Outdoor Learning in Foundation Stage
Outdoor Learning Curriculum Statement
At Kippax Ash Tree Foundation Stage, in line with our ambition for children we incorporate a designated outdoor learning curriculum as part of our weekly routine. The aim is that our curriculum serves as a cornerstone to increasing life skills and experiences throughout their time in Foundation Stage.
The aims of this curriculum are:
• To build self-esteem and confidence in children.
• To build resilient, determined and independent learners
• To develop children’s personal, social and emotional development.
• To develop children’s and encourage creativity
• To encourage collaboration.
• To develop and build the ideas of risk management and risk benefit
• To improve children’s life skills and experiences
• To enable children to gain a respect for the natural environment and wildlife.
• To transfer negative behaviours into positive ones.
• To let children be children
These aims will be covered with a variety of outdoor learning teaching strategies that not only seek to aid the children in their learning but also be provided in a positive, enjoyable, creative and inspiring manner that will allow them to transfer the skills and knowledge into the classroom and life outside of school.
To ensure that our curriculum reaches the high standards of teaching and learning that we pride ourselves on at Kippax Ash Tree, we have implemented a progressive curriculum throughout Foundation Stage. Discrete weekly outdoor learning lessons are timetabled allowing each Family Group a large percentage of high quality outdoor learning per year. This will be in addition to separate outdoor learning the children will engage in exploration time.
Forest school is a globally recognised teaching system that aims to meet the intent of this curriculum through holistic learning. It is through this method that we strive to provide our pupils with the widest range of skills and opportunities available to us. Due to its child led nature and focus on social development, Forest School engages children in a manner that is hard to imitate in the classroom. This creates new opportunities for learning and development that might not be accessed during regular day-to-day schooling. As we know, every child is different, as are their learning habits, something that here at Ash Tree we recognise, encourage and utilise.

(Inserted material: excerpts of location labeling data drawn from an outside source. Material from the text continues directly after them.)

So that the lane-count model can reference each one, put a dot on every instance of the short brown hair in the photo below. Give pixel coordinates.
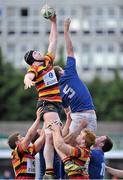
(89, 138)
(57, 69)
(108, 144)
(12, 140)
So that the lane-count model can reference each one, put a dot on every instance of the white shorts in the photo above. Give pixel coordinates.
(77, 118)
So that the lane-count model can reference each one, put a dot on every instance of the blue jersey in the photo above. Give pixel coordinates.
(97, 164)
(74, 92)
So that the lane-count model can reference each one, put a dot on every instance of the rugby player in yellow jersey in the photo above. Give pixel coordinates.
(42, 76)
(23, 154)
(75, 158)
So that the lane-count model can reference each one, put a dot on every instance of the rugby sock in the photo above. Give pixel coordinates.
(49, 171)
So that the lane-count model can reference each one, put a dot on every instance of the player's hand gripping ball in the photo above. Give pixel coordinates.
(47, 11)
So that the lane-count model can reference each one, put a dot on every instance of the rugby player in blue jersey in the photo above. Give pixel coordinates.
(75, 94)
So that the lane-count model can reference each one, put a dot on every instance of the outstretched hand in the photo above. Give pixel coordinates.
(29, 84)
(39, 112)
(67, 25)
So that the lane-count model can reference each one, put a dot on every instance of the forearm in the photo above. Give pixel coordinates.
(60, 145)
(53, 38)
(114, 172)
(65, 130)
(68, 42)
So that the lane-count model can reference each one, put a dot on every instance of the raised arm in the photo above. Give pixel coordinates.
(68, 41)
(58, 140)
(65, 129)
(32, 130)
(40, 141)
(28, 80)
(71, 137)
(53, 36)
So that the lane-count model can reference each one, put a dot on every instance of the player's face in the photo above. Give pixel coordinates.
(37, 55)
(81, 139)
(99, 139)
(20, 138)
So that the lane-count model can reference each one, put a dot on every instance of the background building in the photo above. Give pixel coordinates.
(97, 29)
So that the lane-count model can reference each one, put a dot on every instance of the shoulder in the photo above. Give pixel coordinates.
(49, 56)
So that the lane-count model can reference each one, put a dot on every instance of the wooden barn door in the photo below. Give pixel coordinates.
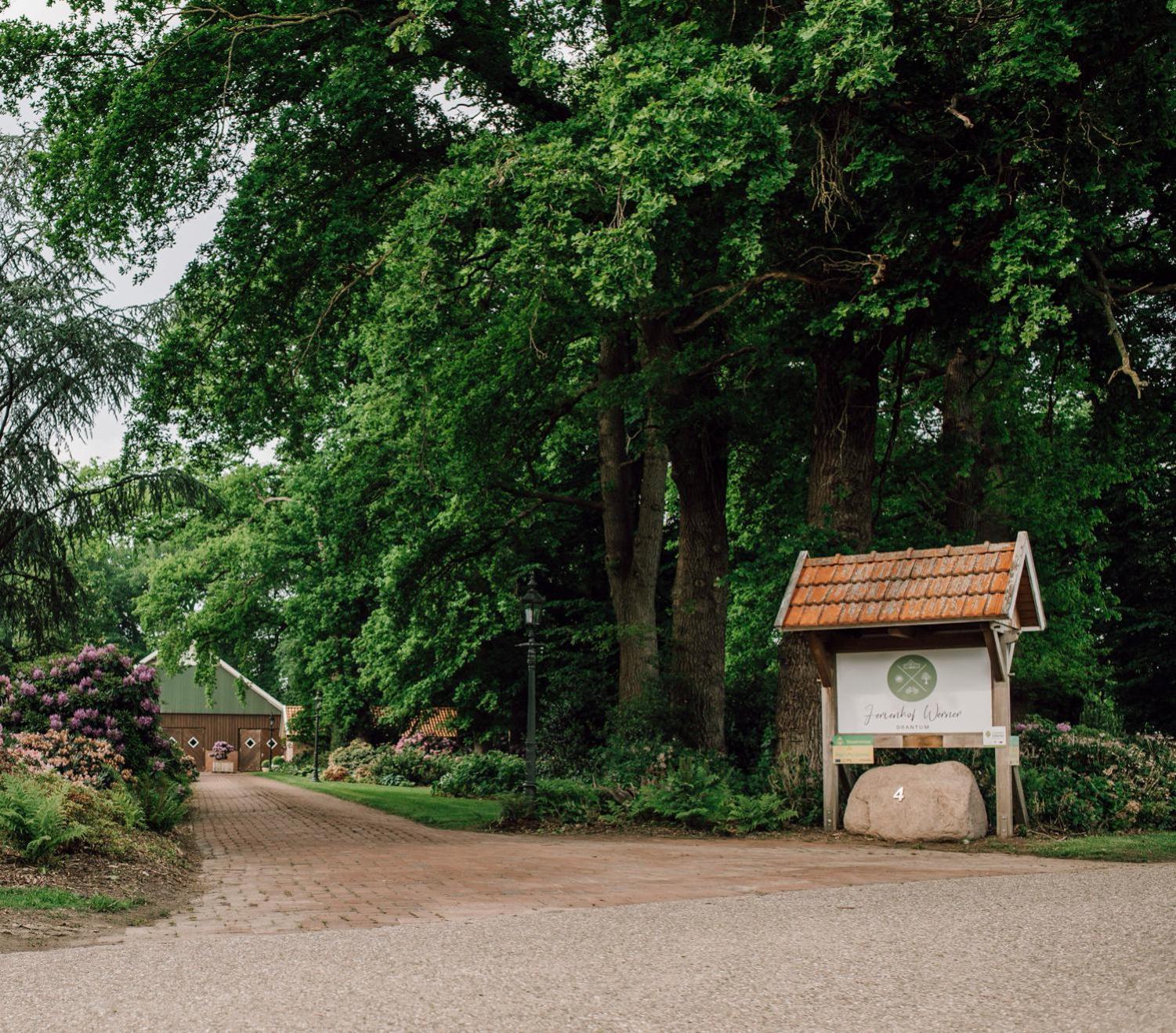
(186, 738)
(248, 749)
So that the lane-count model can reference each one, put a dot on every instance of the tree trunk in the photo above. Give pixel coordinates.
(972, 458)
(697, 445)
(840, 497)
(634, 497)
(960, 444)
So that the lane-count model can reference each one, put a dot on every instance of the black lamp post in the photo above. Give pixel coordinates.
(532, 608)
(318, 700)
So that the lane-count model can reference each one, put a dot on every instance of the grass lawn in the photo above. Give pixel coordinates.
(414, 803)
(37, 898)
(1136, 846)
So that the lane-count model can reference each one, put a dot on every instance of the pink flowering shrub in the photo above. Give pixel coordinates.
(75, 758)
(99, 694)
(429, 745)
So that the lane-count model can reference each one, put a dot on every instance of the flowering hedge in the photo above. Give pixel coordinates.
(75, 758)
(1084, 781)
(100, 694)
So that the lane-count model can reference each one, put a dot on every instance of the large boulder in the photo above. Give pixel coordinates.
(939, 802)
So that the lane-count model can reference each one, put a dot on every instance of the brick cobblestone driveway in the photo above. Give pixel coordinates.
(279, 858)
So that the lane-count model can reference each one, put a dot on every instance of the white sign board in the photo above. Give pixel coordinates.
(931, 690)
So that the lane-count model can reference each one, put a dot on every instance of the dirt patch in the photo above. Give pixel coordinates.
(165, 880)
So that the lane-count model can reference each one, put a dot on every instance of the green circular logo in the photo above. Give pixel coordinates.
(912, 678)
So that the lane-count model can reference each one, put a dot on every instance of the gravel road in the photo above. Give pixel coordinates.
(1087, 950)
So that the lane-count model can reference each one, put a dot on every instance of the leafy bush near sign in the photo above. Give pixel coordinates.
(1077, 779)
(1084, 781)
(483, 774)
(420, 760)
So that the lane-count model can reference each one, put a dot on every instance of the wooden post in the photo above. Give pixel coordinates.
(1020, 797)
(1002, 714)
(828, 728)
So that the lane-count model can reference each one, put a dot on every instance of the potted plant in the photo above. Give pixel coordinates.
(221, 756)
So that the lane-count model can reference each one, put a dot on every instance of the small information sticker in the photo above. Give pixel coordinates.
(997, 735)
(1014, 749)
(852, 749)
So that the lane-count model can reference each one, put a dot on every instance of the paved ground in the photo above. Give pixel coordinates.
(1077, 950)
(280, 858)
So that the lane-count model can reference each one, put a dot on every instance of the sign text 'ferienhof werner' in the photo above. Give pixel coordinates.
(931, 690)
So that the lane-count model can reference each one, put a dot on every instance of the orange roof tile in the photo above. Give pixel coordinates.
(436, 723)
(964, 582)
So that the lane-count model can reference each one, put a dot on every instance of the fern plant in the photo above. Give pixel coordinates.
(162, 802)
(33, 818)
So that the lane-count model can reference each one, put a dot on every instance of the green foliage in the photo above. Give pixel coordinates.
(44, 898)
(689, 795)
(396, 779)
(353, 756)
(483, 776)
(414, 803)
(558, 803)
(67, 356)
(1134, 847)
(417, 766)
(127, 806)
(33, 817)
(768, 812)
(164, 803)
(411, 302)
(1084, 781)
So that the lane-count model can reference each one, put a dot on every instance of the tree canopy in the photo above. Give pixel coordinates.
(643, 297)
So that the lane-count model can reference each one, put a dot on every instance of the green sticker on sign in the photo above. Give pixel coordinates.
(912, 678)
(852, 748)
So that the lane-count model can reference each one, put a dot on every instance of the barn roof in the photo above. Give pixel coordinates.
(188, 661)
(988, 582)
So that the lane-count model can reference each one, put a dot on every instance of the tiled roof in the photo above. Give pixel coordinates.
(954, 584)
(436, 723)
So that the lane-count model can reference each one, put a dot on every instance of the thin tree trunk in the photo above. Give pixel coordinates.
(697, 445)
(841, 480)
(634, 499)
(960, 445)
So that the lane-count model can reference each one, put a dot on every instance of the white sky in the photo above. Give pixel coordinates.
(105, 438)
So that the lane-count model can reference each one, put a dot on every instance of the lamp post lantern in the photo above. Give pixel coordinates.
(318, 701)
(532, 608)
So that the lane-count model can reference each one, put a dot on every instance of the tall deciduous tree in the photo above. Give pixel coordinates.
(63, 356)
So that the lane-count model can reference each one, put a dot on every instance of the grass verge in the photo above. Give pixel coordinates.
(42, 898)
(415, 803)
(1138, 847)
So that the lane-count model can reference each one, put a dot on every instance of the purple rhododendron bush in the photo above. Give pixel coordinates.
(84, 765)
(80, 714)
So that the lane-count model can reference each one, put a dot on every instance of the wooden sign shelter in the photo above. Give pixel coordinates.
(914, 650)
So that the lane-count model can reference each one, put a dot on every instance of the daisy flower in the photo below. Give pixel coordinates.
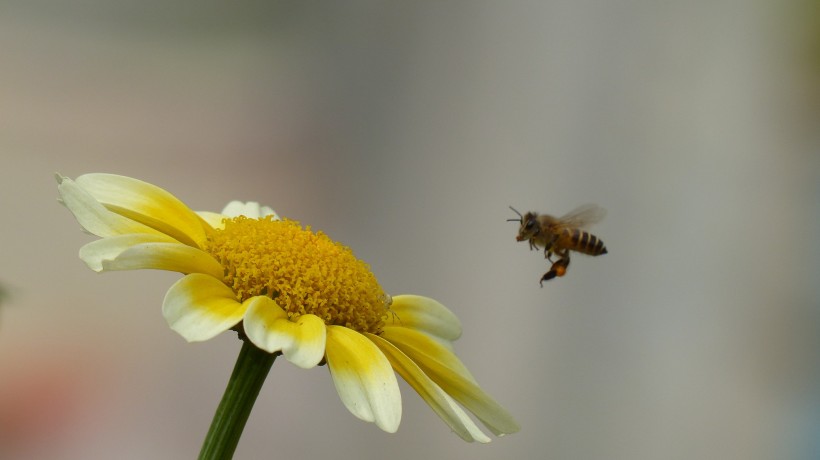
(288, 291)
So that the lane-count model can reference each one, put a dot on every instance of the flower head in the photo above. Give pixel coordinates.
(289, 290)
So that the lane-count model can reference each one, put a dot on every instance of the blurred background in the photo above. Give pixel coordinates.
(405, 130)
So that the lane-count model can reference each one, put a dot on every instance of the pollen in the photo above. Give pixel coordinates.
(302, 271)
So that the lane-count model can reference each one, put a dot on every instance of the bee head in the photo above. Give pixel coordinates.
(529, 225)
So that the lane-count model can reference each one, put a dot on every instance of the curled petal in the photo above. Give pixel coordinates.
(442, 404)
(97, 252)
(93, 216)
(449, 373)
(199, 307)
(418, 344)
(301, 342)
(364, 378)
(425, 314)
(140, 251)
(145, 203)
(250, 209)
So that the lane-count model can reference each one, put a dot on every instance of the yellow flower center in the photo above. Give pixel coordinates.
(304, 272)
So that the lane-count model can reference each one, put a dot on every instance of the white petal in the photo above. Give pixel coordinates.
(145, 203)
(93, 216)
(364, 378)
(301, 342)
(106, 249)
(442, 404)
(199, 307)
(250, 209)
(215, 220)
(425, 314)
(449, 373)
(135, 252)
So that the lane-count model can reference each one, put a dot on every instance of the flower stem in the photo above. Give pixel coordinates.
(249, 373)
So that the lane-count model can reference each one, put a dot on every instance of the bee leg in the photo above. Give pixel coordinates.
(559, 268)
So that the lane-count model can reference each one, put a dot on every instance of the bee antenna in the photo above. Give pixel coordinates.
(520, 217)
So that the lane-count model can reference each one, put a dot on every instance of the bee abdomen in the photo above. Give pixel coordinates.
(586, 243)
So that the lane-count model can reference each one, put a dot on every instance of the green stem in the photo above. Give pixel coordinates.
(252, 366)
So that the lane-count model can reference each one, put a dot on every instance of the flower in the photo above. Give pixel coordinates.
(289, 290)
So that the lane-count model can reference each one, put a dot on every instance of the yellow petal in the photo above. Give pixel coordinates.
(420, 344)
(364, 378)
(425, 314)
(199, 307)
(145, 203)
(141, 251)
(301, 342)
(451, 375)
(442, 404)
(93, 216)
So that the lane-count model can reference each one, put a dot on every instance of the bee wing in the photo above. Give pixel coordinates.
(583, 216)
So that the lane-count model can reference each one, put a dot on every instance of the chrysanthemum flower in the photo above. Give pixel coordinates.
(289, 291)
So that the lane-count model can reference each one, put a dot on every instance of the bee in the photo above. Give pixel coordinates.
(560, 235)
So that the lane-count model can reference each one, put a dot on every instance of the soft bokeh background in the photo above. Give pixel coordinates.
(405, 130)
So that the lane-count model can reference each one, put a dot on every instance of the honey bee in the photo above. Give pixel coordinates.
(559, 235)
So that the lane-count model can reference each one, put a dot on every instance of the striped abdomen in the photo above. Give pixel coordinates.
(581, 241)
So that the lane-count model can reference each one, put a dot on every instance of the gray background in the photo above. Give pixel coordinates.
(405, 130)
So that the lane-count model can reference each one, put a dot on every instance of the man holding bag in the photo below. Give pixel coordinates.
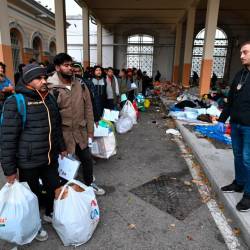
(238, 108)
(76, 110)
(32, 140)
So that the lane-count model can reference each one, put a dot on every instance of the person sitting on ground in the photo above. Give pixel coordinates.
(30, 148)
(76, 111)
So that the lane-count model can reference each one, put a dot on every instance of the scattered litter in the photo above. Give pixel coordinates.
(189, 237)
(131, 226)
(173, 132)
(187, 183)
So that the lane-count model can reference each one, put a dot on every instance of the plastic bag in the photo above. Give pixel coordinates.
(124, 124)
(104, 147)
(76, 214)
(128, 110)
(19, 213)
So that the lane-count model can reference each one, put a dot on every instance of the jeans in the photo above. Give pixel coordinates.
(241, 149)
(87, 164)
(51, 181)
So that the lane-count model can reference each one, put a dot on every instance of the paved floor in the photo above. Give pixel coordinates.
(128, 222)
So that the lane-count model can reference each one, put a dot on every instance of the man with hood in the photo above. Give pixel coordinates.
(30, 147)
(75, 107)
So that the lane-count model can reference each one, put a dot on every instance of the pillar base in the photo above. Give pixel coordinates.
(186, 75)
(175, 77)
(205, 76)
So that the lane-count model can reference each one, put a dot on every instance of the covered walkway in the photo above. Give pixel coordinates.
(173, 25)
(137, 212)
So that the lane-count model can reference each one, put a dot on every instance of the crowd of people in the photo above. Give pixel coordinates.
(62, 102)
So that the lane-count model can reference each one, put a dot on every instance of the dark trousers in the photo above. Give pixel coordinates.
(51, 181)
(241, 148)
(87, 164)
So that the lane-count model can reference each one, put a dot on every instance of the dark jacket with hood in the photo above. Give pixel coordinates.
(238, 105)
(39, 143)
(97, 89)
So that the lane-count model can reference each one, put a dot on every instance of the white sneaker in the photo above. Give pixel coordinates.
(42, 235)
(47, 218)
(97, 190)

At Ash Tree, we are fortunate to have a large outdoors learning environment ranging from the school field, grassed area, pond and wildlife area to the schools allotments. It is here the majority of the learning will take place but it is our aim to also expand our outdoor learning into the wider community and environment to give the children a wider range of experience and allow them to become more familiar with the world surrounding them.
After the implementation of the robust outdoor learning curriculum, children at Ash Tree will become more well-rounded and prepared learners and individuals. They will not only be more confident and resilient learners, they will become more caring and supportive peers due to the heavy focus the curriculum places on understanding and generating empathy. This will allow children will become more able to regulate their social, mental, emotional and spiritual health meaning the children to perform better in collaborative learning and tasks, arming them with the skills necessary to improve themselves in their schooling career and life in the wider world.
As children grow in confidence in their abilities in the outdoor environment, they will begin to understand, assess and manage their own risk and safety. This will allow the children to become more independent and show them that life comes with not only risk but also rewards. It also teaches them what their own limits are and that they can push through them. They will see that sometimes we don’t always get the desired result the first time but that doesn’t make us a failure, it helps us to grow, forcing us to try again in a different way. It encourages problem solving logical thinking and self-reflection and evaluation but most of all the pupils will see that mistakes aren’t failures; they are a part of learning, that they are, ultimately, human.